本稿は,EU(欧州連合)が2023年10月に制定したDAC8(EU加盟国の税務当局間の相互協力に係る指令の第8次改正)を紹介・検討するものである。
DAC8は,インターネット上で暗号資産取引の仲介を行う「暗号資産サービス提供者」(Crypto-Asset Service Provider)に対し,その顧客である「暗号資産利用者」(Crypto-Asset User)に関する情報をEU加盟国の税務当局に提供することを義務付け,当該提供された情報をEU加盟国の税務当局間で自動的に情報交換する,という枠組みを定めるものである。当該情報は,マネー・ロンダリング対策やテロリズム対策を担当する当局にも必要に応じて提供される。

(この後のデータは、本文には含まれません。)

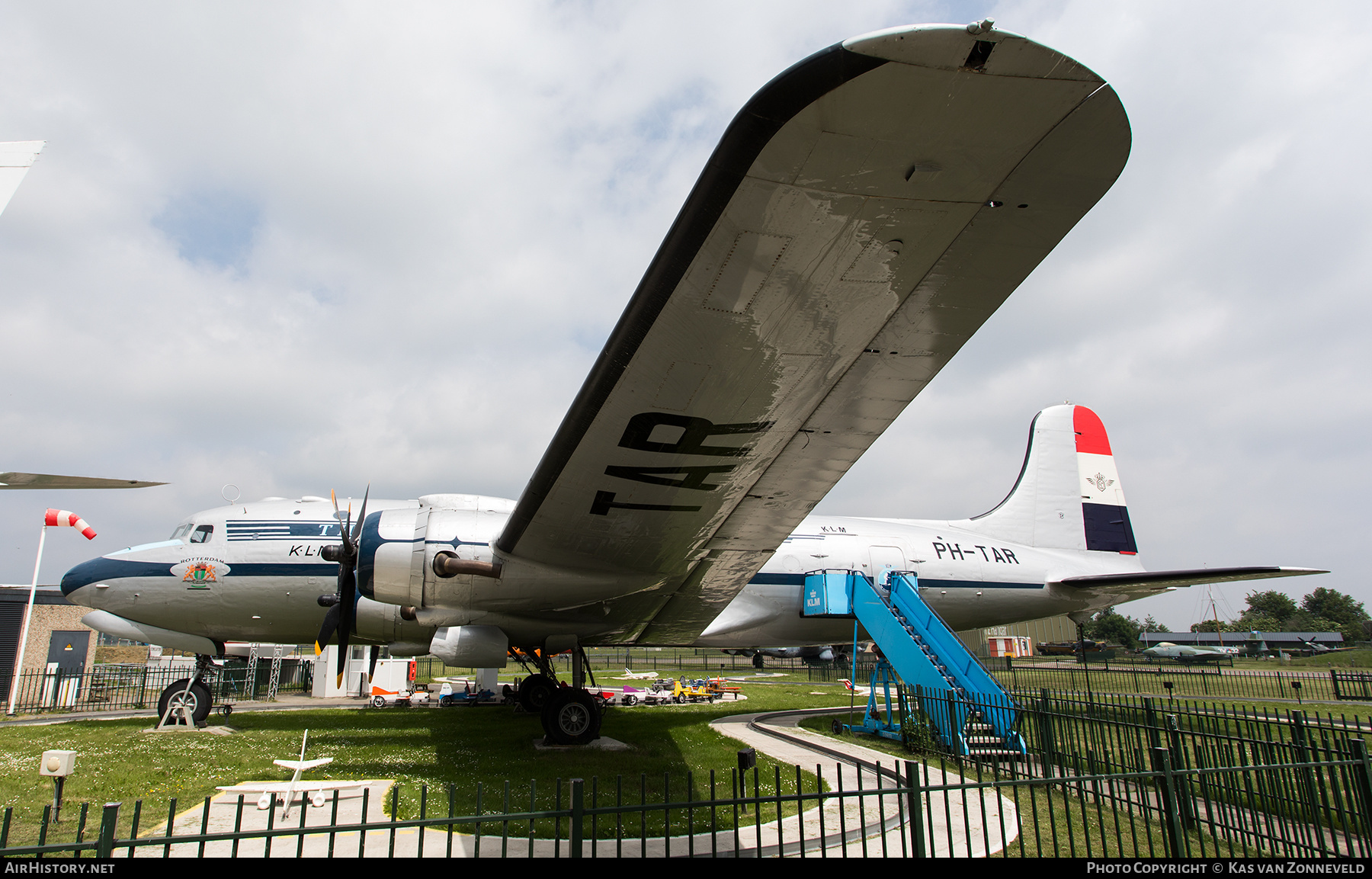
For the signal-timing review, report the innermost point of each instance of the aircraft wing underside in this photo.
(1150, 582)
(864, 214)
(47, 480)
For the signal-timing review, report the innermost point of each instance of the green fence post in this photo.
(574, 842)
(109, 820)
(1301, 739)
(1178, 757)
(1168, 800)
(914, 810)
(1046, 745)
(1363, 782)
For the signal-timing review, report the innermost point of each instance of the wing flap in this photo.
(1159, 580)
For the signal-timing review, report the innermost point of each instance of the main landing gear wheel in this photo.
(535, 691)
(197, 700)
(571, 717)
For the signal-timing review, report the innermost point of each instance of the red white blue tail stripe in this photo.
(1104, 509)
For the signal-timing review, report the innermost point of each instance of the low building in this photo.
(55, 635)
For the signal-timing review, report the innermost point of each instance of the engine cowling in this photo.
(397, 549)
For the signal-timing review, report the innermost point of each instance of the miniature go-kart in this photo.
(384, 698)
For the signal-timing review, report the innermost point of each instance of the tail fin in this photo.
(1069, 494)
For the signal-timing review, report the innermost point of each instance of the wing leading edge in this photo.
(864, 214)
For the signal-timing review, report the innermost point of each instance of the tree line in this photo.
(1322, 611)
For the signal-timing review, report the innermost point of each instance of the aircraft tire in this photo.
(535, 691)
(571, 717)
(198, 698)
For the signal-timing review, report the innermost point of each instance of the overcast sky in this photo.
(298, 247)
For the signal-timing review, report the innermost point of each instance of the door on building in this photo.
(69, 650)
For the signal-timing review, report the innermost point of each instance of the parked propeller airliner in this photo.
(864, 214)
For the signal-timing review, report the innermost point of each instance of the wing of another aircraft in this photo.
(15, 159)
(1150, 582)
(864, 214)
(46, 480)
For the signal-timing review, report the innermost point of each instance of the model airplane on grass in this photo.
(286, 793)
(862, 217)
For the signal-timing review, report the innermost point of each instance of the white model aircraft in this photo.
(864, 213)
(284, 793)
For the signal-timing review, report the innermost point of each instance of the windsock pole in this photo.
(51, 518)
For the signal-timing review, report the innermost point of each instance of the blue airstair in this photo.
(970, 709)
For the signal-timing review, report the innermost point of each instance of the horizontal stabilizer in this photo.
(1146, 582)
(302, 764)
(47, 480)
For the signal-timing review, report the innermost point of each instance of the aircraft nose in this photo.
(85, 573)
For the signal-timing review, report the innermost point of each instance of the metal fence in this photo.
(1135, 776)
(1159, 679)
(110, 688)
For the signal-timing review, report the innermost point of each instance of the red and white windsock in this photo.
(65, 518)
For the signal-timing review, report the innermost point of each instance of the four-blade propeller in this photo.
(342, 605)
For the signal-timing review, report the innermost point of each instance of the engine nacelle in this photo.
(390, 560)
(397, 547)
(473, 646)
(383, 623)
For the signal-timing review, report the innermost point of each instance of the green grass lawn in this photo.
(118, 760)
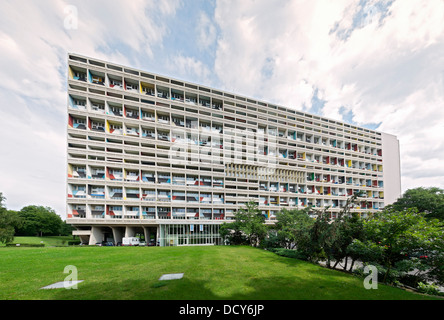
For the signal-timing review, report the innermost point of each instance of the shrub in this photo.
(429, 289)
(294, 254)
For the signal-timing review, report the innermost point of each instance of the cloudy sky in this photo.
(377, 64)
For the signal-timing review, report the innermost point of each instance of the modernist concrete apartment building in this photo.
(171, 160)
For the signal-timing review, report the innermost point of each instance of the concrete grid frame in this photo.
(146, 152)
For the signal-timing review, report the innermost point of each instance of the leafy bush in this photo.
(429, 289)
(294, 254)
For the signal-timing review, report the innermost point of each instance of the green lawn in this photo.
(228, 273)
(47, 241)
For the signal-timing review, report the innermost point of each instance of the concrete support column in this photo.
(147, 234)
(96, 236)
(129, 232)
(117, 234)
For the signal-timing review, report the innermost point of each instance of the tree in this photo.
(427, 200)
(248, 226)
(9, 221)
(400, 241)
(330, 238)
(39, 221)
(292, 228)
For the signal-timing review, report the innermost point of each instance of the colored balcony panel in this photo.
(114, 174)
(115, 82)
(96, 192)
(96, 77)
(76, 73)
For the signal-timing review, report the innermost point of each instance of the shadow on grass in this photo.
(267, 288)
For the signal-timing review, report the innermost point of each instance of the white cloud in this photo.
(34, 44)
(206, 31)
(382, 60)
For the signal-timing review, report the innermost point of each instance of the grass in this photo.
(210, 273)
(47, 241)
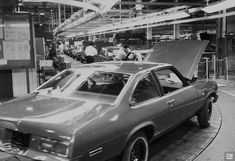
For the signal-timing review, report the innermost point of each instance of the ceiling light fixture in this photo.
(69, 2)
(226, 4)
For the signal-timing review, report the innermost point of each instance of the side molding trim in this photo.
(95, 152)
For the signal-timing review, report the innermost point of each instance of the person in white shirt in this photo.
(90, 53)
(121, 54)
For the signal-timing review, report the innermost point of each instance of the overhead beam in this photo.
(162, 3)
(68, 2)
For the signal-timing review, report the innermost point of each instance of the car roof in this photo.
(130, 67)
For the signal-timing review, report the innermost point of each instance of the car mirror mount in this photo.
(132, 101)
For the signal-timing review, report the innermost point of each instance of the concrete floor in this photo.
(188, 142)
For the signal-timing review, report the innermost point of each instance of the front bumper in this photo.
(30, 155)
(215, 98)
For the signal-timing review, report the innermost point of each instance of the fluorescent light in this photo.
(143, 21)
(69, 2)
(219, 6)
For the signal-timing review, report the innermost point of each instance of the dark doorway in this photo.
(6, 87)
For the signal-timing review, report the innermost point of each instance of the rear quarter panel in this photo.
(204, 89)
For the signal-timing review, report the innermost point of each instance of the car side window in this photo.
(145, 89)
(168, 80)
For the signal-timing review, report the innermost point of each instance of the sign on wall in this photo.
(16, 41)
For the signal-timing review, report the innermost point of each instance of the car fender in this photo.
(213, 94)
(138, 128)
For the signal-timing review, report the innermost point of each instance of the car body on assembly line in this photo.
(102, 110)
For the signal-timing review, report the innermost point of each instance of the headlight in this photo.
(50, 146)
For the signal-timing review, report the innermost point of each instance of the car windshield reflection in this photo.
(104, 86)
(94, 85)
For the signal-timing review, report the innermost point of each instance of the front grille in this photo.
(20, 139)
(16, 139)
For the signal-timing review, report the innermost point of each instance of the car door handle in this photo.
(171, 102)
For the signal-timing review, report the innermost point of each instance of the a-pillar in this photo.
(176, 31)
(100, 37)
(94, 38)
(89, 37)
(149, 33)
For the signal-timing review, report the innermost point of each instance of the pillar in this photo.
(221, 42)
(176, 31)
(89, 37)
(149, 33)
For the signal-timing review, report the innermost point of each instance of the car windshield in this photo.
(104, 86)
(61, 81)
(92, 85)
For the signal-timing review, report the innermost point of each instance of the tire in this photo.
(137, 148)
(204, 116)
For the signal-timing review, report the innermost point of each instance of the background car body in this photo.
(96, 129)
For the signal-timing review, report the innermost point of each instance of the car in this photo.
(108, 53)
(106, 109)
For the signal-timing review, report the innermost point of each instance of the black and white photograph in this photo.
(117, 80)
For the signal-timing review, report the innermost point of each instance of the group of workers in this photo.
(123, 54)
(90, 52)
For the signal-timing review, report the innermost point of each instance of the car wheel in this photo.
(204, 116)
(136, 149)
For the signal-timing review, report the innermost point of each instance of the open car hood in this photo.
(182, 54)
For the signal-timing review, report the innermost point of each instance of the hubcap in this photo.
(138, 151)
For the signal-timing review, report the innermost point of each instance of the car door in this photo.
(146, 98)
(180, 97)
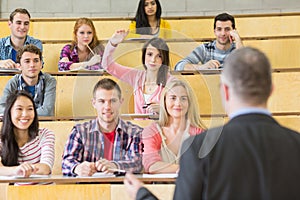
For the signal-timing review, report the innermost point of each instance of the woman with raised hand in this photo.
(148, 23)
(24, 148)
(178, 119)
(85, 51)
(147, 84)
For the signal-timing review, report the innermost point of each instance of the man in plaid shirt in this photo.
(106, 143)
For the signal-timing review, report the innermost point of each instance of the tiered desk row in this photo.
(279, 39)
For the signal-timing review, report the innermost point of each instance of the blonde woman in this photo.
(178, 119)
(85, 51)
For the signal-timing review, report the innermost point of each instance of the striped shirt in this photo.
(86, 143)
(204, 53)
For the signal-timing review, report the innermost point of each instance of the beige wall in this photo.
(127, 8)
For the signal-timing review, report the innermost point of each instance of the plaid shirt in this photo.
(6, 46)
(86, 143)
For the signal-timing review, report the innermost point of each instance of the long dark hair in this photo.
(85, 21)
(141, 19)
(9, 147)
(163, 49)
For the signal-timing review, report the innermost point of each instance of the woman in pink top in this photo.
(148, 83)
(178, 119)
(24, 148)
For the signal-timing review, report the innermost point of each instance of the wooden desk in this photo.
(58, 179)
(90, 188)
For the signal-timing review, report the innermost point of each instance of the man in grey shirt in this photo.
(40, 85)
(211, 55)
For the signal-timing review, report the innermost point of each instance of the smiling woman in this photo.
(148, 83)
(178, 119)
(148, 22)
(24, 148)
(85, 51)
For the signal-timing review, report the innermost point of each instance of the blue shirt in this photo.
(204, 53)
(6, 48)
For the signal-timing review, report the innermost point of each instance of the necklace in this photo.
(150, 87)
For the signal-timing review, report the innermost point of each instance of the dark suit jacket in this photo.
(254, 158)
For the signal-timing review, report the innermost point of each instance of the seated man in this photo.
(211, 55)
(18, 23)
(104, 144)
(42, 86)
(250, 157)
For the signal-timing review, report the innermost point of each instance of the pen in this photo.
(90, 49)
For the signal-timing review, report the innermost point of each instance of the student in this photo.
(106, 143)
(85, 51)
(148, 83)
(148, 23)
(211, 55)
(41, 86)
(24, 148)
(178, 119)
(250, 157)
(18, 23)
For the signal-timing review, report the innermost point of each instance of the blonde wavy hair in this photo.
(192, 113)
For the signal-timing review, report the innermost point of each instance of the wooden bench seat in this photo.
(74, 93)
(283, 53)
(249, 26)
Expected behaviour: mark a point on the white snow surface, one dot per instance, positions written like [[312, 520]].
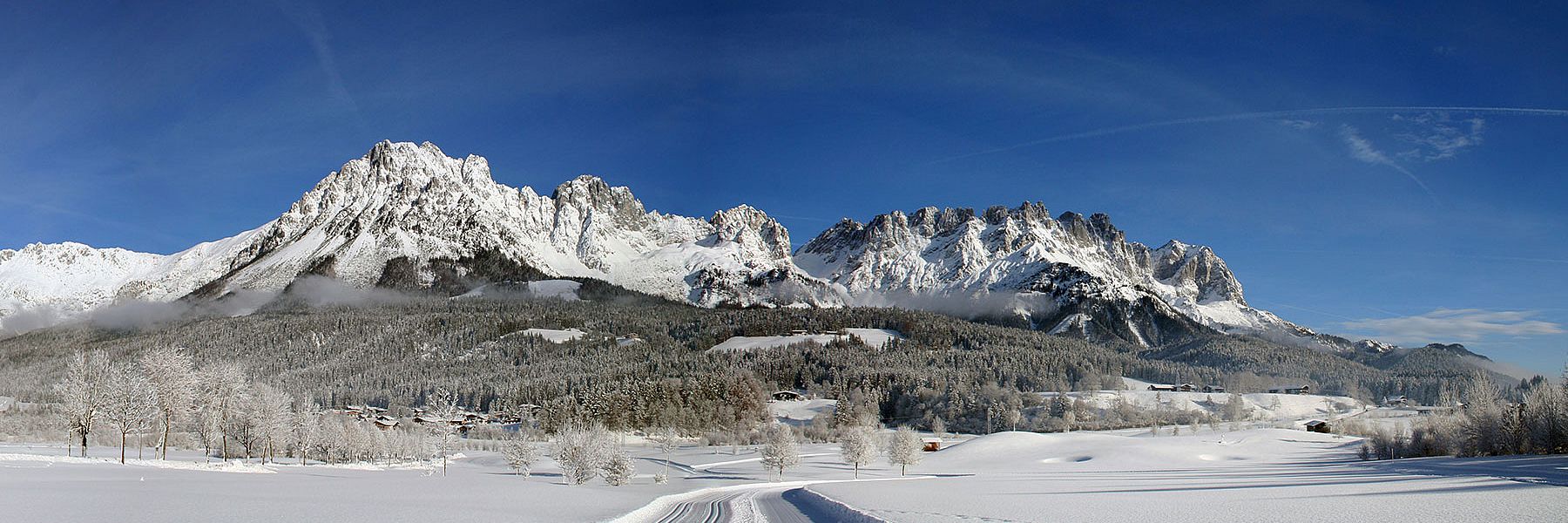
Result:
[[801, 411], [405, 200], [411, 201], [1254, 475], [1264, 475], [1260, 405]]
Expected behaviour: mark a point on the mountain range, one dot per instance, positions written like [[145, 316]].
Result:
[[407, 215]]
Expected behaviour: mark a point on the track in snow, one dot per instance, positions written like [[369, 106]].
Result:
[[774, 505]]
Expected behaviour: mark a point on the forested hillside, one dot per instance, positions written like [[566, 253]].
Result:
[[643, 360]]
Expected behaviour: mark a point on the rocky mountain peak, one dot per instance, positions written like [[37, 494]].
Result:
[[588, 192], [753, 229]]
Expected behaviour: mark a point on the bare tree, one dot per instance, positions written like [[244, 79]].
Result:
[[666, 440], [521, 452], [225, 391], [781, 452], [618, 468], [444, 432], [903, 450], [858, 446], [127, 403], [582, 452], [270, 418], [174, 382], [82, 395]]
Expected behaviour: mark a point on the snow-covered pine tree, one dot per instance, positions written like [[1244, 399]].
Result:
[[521, 454], [903, 450], [174, 382], [781, 452]]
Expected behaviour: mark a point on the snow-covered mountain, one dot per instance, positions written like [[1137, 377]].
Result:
[[409, 211], [1066, 275], [408, 215]]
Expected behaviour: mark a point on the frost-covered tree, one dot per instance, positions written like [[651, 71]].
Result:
[[174, 382], [127, 403], [858, 446], [82, 395], [270, 418], [781, 450], [521, 454], [582, 452], [903, 450], [444, 432], [1487, 419], [1546, 418], [666, 440], [1234, 409], [618, 468], [225, 390], [306, 429]]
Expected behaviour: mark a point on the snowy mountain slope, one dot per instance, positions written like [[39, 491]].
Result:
[[413, 205], [66, 277], [1068, 275], [408, 215]]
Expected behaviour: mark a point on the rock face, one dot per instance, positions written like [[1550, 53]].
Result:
[[1068, 274], [408, 215]]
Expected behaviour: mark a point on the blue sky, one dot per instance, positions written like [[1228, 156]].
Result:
[[159, 127]]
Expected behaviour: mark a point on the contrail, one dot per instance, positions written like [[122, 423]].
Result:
[[1258, 115]]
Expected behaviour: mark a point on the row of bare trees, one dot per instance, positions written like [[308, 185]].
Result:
[[165, 393]]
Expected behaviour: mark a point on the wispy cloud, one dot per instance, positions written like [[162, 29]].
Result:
[[1444, 325], [1363, 150], [308, 17], [1436, 135], [1262, 115], [1297, 125]]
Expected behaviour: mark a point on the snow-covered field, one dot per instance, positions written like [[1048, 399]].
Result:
[[1264, 475], [1258, 475], [1260, 405], [870, 336]]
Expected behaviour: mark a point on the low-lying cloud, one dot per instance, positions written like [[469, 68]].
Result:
[[1444, 325]]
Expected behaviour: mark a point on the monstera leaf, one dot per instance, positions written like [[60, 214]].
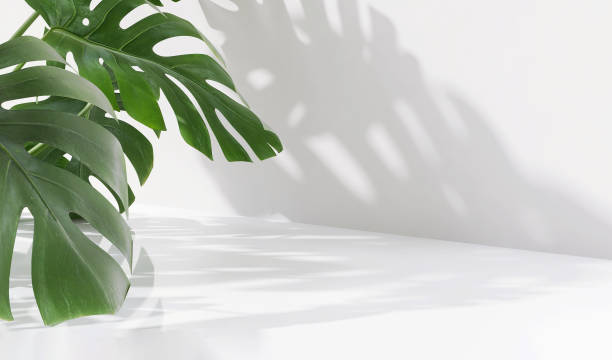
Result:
[[71, 275], [106, 54], [136, 146]]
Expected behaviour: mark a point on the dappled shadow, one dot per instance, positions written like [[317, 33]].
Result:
[[372, 144], [236, 275]]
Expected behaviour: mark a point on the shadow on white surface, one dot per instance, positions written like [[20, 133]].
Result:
[[372, 143], [203, 285], [238, 274]]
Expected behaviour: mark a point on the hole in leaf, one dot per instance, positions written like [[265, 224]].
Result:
[[94, 4], [102, 189], [225, 90], [136, 15], [181, 45]]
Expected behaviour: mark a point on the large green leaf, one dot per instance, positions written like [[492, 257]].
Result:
[[136, 146], [71, 275], [103, 51]]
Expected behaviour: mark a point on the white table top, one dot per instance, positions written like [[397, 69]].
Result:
[[239, 288]]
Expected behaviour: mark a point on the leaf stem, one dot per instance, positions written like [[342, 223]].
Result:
[[22, 29], [36, 149], [26, 25], [85, 109]]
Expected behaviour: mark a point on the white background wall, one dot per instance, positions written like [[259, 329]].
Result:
[[474, 121]]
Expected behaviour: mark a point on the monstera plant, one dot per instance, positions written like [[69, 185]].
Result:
[[49, 149]]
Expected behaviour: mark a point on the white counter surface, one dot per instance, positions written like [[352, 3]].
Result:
[[240, 288]]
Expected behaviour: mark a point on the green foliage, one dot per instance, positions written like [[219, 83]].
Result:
[[117, 70]]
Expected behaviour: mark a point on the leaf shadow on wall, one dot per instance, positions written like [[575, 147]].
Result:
[[371, 145]]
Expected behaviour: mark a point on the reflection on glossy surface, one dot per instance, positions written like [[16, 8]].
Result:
[[203, 285]]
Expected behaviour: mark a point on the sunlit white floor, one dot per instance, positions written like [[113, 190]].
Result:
[[239, 288]]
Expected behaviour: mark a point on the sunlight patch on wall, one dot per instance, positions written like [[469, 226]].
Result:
[[334, 155], [417, 132], [260, 79], [297, 115], [290, 165], [387, 150], [136, 15]]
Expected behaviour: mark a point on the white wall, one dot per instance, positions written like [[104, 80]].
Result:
[[474, 121]]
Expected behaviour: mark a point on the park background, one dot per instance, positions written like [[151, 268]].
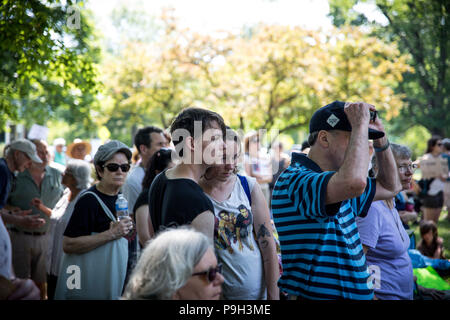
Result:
[[102, 69]]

DAC8は,2022年に公表されたOECDのCARF(Crypto-Asset Reporting Framework)の枠組みを,EUにおいて実施するものである。DAC8の内容は,ほぼCARFに沿ったものとなっている。EUは,OECDによってこれまでに提案されてきた税務当局間の自動的情報交換の枠組みを,DACの累次の改正により,着実に法制化してきている。これに対し,我が国での法制化は,やや遅れている。
我が国の居住者(法人その他の事業体を含む)が,外国居住者の提供するインターネット上のサービスを利用して所得を稼得している場合,我が国の税務当局にとってその所得の把握は,外国税務当局との情報交換によらなければ難しい。我が国においても,OECDが提案する情報交換の枠組みを順次立法化していくべきと考える。